La disposition des passagers à reprendre l’avion 

Ce dernier facteur concerne la disposition des passagers à reprendre l'avion. C'est peut-être la dimension la plus difficile à anticiper, car les voyages d’agrément et d'affaires seront affectés de façon différente. Les entreprises apprennent déjà à travailler différemment à distance grâce aux outils de visioconférence et le tourisme que nous connaissions consistant à voyager facilement et sans restrictions pendant les vacances pourrait disparaître. Les voyageurs hésiteront à réserver longtemps à l'avance par peur d’une deuxième vague du virus ou par peur que les compagnies aériennes ne fassent faillite.

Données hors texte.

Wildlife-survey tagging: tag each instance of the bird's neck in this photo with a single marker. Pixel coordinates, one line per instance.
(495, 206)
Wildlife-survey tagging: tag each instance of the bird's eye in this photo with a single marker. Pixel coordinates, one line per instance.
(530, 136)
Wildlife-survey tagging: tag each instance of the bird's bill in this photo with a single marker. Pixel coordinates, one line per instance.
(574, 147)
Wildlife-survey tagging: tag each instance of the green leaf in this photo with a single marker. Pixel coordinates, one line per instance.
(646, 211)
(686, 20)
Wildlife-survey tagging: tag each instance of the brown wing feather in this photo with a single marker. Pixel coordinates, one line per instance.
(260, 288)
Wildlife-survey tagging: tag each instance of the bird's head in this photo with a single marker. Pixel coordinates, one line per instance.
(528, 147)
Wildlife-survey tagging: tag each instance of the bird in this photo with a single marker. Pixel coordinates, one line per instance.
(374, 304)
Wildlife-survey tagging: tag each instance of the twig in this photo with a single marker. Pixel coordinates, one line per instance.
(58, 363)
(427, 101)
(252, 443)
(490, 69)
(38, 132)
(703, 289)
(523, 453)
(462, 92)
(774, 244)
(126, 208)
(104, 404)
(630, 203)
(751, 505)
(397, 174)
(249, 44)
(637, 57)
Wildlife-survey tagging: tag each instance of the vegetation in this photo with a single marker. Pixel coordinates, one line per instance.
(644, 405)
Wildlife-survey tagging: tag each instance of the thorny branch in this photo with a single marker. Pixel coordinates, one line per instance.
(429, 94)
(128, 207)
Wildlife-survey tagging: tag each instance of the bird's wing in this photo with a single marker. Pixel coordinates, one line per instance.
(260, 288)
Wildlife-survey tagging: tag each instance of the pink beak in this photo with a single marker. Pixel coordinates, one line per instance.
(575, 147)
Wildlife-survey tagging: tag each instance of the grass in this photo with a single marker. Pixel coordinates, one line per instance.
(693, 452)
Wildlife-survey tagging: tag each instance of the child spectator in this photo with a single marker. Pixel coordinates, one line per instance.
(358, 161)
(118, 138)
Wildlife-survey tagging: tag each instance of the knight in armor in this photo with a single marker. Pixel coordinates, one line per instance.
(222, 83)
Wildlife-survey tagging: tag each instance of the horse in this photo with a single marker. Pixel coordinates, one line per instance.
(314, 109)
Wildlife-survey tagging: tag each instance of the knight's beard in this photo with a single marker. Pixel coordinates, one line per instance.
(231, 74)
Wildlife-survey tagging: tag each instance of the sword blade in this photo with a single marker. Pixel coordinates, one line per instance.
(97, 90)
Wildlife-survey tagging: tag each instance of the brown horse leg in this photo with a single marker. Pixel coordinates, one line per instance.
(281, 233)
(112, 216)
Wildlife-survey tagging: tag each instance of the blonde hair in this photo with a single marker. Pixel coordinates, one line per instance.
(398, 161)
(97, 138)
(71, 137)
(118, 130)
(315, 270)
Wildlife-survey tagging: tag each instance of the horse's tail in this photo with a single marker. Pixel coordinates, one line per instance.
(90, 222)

La flexibilité permanente des billets d’avion pourrait atténuer cette appréhension, tout comme les kits de sécurité distribués aux passagers, comprenant un gel hydro-alcoolique, un masque et des lingettes désinfectantes. Les passagers aimeraient probablement avoir la certitude que l'assurance voyage couvrira les soins de santé COVID-19, le rapatriement et les frais d'annulation le cas échéant. Ces mesures entraîneront des coûts supplémentaires, même si les compagnies aériennes s'efforceront de maintenir les tarifs des billets à un niveau relativement bas pour stimuler la reprise. Quoi qu'il en soit, la prudence des voyageurs pourrait rester de mise jusqu'à ce qu'un vaccin soit disponible et largement répandu et/ou que de nouvelles procédures soient appliquées.

Le secteur de l’aviation se concentre déjà sur la prise en compte de chacun de ces facteurs critiques. Bien que de nombreuses adaptations soient nécessaires pour l’avenir, la reprise sera progressive et nous laissera ainsi le temps de mettre en place de nouvelles dispositions. Les entreprises testent déjà de nouvelles procédures et se préparent à différents scénarios. Il est fort probable que la transition durera un an ou deux et qu’il faudra encore beaucoup plus de temps pour que la situation revienne à la normale. La grande question est de savoir si la gestion de ce nouveau départ sera coordonnée et collaborative, ou bien divisée. Cela pourrait être l’occasion d’un véritable changement positif.